La technologie lithium-ion dominante
À l’exception de la Bluecar (Autolib’) de Bolloré, qui recourt à la technologie LMP, la plupart des véhicules 100 % électriques actuels s’équipent de batteries lithium-ion : la gamme Renault Z.E., les Citroën C-Zéro et Peugeot iOn ou encore la Chevrolet Volt. « Cette technologie est arrivée à maturité, en matière de performances et d’un point de vue industriel, explique Laurent Forin-Crouvoisier, chef de projet moteurs et batteries sur les Kangoo et Fluence Z.E. chez Renault. Nous sommes parvenus à un compromis acceptable entre le coût, le poids et la densité énergétique des batteries sur des véhicules utilisables au quotidien. Il y a une conjonction d’éléments qui amène aujourd’hui l’offre à émerger », poursuit-il.

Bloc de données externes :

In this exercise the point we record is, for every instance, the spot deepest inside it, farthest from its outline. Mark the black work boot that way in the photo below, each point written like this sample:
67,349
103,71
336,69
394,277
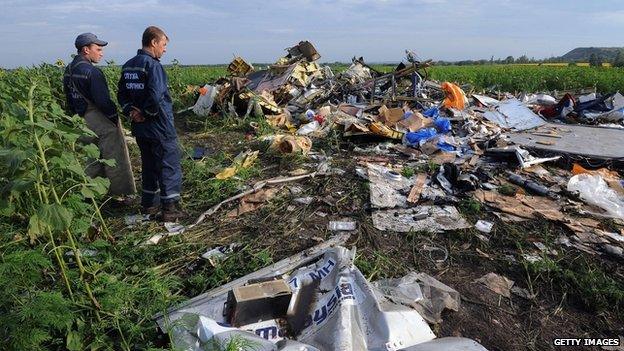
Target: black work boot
150,210
172,212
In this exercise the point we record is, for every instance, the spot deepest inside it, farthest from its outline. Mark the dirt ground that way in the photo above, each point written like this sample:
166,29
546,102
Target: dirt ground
497,322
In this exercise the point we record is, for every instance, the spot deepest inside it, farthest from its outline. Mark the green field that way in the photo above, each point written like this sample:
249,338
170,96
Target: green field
48,207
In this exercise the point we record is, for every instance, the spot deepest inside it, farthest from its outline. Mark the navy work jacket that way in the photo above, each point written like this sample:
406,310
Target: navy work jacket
83,81
143,86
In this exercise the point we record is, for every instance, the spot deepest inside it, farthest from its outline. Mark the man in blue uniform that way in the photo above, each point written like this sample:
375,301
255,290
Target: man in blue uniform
144,97
88,96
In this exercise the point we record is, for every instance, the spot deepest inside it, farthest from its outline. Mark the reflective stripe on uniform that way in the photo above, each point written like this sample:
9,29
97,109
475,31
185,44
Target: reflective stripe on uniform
141,69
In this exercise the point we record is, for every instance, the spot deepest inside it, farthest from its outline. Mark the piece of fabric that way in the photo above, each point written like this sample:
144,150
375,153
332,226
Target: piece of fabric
161,171
143,86
112,144
84,83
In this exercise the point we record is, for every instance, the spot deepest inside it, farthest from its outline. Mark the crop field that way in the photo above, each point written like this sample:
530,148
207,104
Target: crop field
74,276
502,78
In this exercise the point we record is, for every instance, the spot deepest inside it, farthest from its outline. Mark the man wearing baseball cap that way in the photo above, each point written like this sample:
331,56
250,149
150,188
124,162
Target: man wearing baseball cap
87,95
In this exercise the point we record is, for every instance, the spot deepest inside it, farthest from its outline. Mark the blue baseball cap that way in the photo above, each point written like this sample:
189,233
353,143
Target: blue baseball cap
85,39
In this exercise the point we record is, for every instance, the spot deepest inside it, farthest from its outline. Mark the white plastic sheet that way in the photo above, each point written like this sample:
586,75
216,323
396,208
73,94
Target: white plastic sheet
343,312
204,103
595,191
514,115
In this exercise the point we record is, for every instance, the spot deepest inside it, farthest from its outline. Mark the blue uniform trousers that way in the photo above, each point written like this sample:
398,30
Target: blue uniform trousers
162,172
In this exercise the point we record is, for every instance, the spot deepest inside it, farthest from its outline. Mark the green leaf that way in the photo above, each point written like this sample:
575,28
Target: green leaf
108,162
91,151
87,193
74,341
55,216
99,185
36,227
45,124
7,208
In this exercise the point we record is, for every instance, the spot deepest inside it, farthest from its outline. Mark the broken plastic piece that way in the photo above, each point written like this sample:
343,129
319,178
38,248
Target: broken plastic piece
594,190
342,225
484,226
498,284
455,97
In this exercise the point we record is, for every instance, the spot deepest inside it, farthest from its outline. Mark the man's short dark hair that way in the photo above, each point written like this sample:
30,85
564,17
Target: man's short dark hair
152,33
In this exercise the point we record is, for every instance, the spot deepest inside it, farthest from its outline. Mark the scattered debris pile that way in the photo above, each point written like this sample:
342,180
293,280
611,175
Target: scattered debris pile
521,157
317,300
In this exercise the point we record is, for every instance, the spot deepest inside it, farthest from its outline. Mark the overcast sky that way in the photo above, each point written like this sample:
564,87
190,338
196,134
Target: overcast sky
208,32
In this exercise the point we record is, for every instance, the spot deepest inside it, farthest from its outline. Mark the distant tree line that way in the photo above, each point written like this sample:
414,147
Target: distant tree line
594,61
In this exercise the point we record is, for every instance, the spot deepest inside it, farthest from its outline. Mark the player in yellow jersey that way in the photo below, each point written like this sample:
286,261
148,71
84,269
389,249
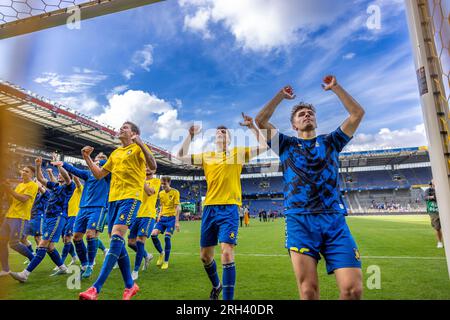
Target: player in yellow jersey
72,212
220,218
144,223
168,221
127,166
12,228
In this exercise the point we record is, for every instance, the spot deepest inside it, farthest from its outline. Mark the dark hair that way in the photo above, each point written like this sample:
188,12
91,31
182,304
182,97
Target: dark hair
102,156
134,127
222,127
299,106
166,179
31,168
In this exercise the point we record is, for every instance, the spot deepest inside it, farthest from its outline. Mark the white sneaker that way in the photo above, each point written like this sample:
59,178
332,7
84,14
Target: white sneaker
19,276
4,273
74,260
147,261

Du coup, les rapprochements stratégiques se multiplient entre constructeurs et fabricants de batteries. À son partenaire Mitsubishi Motors Corporation (MMC), PSA a confié la quasi-intégralité de la production de ses modèles électriques Citroën C-Zéro et Peugeot iOn, dérivés de la citadine I-Miev de Mitsubishi et dotés de modules Li-ion. De son côté, General Motors a choisi LG Chem et A123 Systems aux États-Unis pour équiper ses hybrides rechargeables, la Chevrolet Volt et l’Opel Ampera, en accumulateurs Li-ion.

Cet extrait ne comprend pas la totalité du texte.